Equal justice says she's got to go home.

Social justice says no, no, no.

Equal justice says that when a Democrat makes a ridiculous racist remark like this one:


VICE PRESIDENT JOSEPH BIDEN: I mean, you got the first, sort of mainstream African-American who is articulate and bright and clean and nice-looking guy. I mean, that's a storybook, man.


BECK: A storybook.

Equal justice would say when he said that, he should have been treated the same way as Jimmy the Greek was for saying something equally as stupid. But social justice dictates it's not.

Equal justice means if you live in the U.S. — I've got to be here legally. I can't commit identity theft and fraud and neither should illegal aliens.

Social justice says poor, minority from someplace else, have a separate understanding now with our government that you don't get. OK? That's the way it is. Social justice.

Social justice and equal justice. Because you're the aunt of the president and poor, I'm sorry, you still have to be deported. What equal justice means — it means enforcing our laws.

You know the statue of justice? She is blindfolded. She doesn't care if it's religion or race or whatever. Justice is blind. Stop using justice as a political weapon or for doing favors for those who agree with your ideology.
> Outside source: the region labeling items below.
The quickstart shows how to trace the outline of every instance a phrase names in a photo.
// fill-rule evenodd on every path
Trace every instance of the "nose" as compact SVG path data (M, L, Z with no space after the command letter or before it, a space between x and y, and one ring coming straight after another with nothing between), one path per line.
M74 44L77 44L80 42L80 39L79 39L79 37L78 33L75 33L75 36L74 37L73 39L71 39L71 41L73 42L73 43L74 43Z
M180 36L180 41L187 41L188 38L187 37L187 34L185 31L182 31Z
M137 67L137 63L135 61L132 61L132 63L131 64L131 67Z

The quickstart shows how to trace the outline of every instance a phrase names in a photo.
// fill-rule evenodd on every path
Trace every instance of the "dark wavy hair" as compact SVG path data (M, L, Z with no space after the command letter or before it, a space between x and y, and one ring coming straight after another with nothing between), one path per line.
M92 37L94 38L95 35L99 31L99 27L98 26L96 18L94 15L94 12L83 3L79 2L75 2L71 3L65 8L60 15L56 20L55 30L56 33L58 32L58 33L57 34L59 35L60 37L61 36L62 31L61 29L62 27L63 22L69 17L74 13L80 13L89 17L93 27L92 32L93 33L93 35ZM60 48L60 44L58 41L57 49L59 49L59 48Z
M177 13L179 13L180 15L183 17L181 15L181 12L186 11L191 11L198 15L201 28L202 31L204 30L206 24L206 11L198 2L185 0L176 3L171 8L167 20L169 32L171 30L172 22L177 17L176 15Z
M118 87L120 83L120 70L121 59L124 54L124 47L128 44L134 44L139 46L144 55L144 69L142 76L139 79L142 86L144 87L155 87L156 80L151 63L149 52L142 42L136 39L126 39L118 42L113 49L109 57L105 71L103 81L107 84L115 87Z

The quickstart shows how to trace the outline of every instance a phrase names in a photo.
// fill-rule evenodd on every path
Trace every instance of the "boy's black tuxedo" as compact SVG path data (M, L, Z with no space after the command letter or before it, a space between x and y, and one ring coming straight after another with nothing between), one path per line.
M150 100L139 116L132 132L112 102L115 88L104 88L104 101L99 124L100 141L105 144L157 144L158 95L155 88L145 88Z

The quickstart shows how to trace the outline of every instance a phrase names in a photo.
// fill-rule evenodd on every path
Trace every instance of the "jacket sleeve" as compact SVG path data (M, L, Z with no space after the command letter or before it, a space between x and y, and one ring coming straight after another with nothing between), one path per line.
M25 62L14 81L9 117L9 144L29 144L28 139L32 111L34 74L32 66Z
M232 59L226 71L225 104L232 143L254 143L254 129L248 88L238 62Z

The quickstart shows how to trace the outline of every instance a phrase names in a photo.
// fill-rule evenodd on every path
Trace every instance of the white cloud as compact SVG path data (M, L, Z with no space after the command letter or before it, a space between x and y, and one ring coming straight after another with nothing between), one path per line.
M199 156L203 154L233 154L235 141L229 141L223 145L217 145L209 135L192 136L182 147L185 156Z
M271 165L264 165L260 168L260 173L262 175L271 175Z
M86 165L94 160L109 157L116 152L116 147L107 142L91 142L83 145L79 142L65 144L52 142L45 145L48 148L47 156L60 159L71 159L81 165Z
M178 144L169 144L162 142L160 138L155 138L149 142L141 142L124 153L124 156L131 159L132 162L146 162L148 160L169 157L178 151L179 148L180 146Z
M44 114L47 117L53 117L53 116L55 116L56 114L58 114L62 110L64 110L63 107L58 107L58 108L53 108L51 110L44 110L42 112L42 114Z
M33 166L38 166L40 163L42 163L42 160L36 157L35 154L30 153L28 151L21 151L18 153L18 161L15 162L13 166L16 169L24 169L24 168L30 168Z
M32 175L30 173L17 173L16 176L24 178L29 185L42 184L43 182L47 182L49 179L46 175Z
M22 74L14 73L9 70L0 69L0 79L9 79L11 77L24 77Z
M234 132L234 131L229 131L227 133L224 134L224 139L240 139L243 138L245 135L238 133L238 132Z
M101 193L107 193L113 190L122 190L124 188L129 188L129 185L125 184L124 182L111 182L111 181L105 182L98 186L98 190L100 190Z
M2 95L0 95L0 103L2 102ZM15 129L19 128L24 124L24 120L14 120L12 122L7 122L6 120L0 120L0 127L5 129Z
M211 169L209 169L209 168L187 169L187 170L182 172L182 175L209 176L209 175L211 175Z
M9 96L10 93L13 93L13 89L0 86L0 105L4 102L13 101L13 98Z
That's not what all of our relatives came here for. See, we are all immigrants. Immigration is good. Immigration renews us. Everybody who came here, you're here because somebody in your family a long time ago saved up enough to come here to escape whatever bad situation they were in. Most, if not all, were escaping some sort of social justice and they were fleeing toward equal justice.

How does it make any sense at all? How can we possibly be the beacon of hope and liberty as these people are looking at us from just across our own border or from around the world and they see us start to engage in not equal justice, but social justice.

Fairness for some.

You're too big to fail; you're too poor to leave. Isn't that the same kind of government that the immigrants have been trying to escape for 234 years now?